Lines of Regression 📉

In Linear Regression, we fit straight lines to the data. But did you know there are generally two regression lines, not one?

Why Two Lines? ✌️

You might think one "best fit" line is enough. However, we minimize errors differently depending on what we want to predict.

[!IMPORTANT] We always pick the line that corresponds to the variable we want to predict (Dependent Variable).

Objective: Minimize errors in Y (vertical distances).
Dependent Variable: Y
Independent Variable: X
Equation:
```
Y = a + bX
```
Key Statistic: byx (Regression Coefficient of Y on X). It tells us how much Y changes for a unit change in X.

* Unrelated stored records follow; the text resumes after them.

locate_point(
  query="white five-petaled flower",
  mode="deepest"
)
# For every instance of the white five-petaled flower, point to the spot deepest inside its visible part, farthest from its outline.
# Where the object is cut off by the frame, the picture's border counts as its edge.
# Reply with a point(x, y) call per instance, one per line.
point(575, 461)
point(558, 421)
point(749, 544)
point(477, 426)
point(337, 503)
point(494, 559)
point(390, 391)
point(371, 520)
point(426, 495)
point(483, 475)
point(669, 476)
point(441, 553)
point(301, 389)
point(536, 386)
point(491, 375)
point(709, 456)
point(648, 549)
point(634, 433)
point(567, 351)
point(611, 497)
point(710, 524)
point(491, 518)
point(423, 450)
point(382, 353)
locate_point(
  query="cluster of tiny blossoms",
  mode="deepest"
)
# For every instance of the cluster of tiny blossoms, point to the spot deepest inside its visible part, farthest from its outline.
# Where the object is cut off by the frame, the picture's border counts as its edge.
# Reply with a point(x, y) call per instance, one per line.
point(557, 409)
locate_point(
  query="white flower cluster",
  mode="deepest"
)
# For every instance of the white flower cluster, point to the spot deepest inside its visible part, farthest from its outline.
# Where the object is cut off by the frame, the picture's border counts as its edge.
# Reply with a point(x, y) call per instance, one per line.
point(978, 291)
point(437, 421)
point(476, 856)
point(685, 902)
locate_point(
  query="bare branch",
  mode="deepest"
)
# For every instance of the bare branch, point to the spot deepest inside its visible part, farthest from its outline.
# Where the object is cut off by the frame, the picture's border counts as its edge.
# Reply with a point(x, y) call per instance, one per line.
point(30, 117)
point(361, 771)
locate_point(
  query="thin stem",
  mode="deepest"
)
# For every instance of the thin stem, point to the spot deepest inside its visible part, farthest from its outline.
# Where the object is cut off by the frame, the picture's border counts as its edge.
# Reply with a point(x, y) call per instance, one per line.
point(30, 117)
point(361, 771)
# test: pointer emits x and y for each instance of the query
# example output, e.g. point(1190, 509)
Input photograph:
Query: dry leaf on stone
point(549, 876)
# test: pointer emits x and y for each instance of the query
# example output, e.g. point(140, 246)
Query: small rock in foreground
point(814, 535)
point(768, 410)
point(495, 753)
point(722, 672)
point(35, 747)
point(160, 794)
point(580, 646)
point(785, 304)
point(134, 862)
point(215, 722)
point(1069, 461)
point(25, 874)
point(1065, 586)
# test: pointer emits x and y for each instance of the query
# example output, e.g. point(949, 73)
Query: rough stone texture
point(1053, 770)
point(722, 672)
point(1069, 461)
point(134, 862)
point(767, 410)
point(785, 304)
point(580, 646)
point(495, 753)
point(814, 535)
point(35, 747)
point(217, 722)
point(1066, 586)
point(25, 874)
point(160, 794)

Objective: Minimize errors in X (horizontal distances).
Dependent Variable: X
Independent Variable: Y
Equation:
```
X = a + bY
```
Key Statistic: bxy (Regression Coefficient of X on Y). It tells us how much X changes for a unit change in Y.

If you plot both regression lines on the same graph:

Intersection: They intersect at the point of means (X̄, Ȳ).
Coincidence: If r = ± 1 (Perfect Correlation), both lines overlap and become one single line.
Perpendicular: If r = 0 (No Correlation), the lines cut each other at 90 degrees (perpendicular). Y on X becomes horizontal, X on Y becomes vertical.

Two Regression Lines (Imagine a graph where two lines cross at the average values of X and Y)

Mathematically, the "Line of Best Fit" minimizes the sum of squared deviations (Least Squares Method).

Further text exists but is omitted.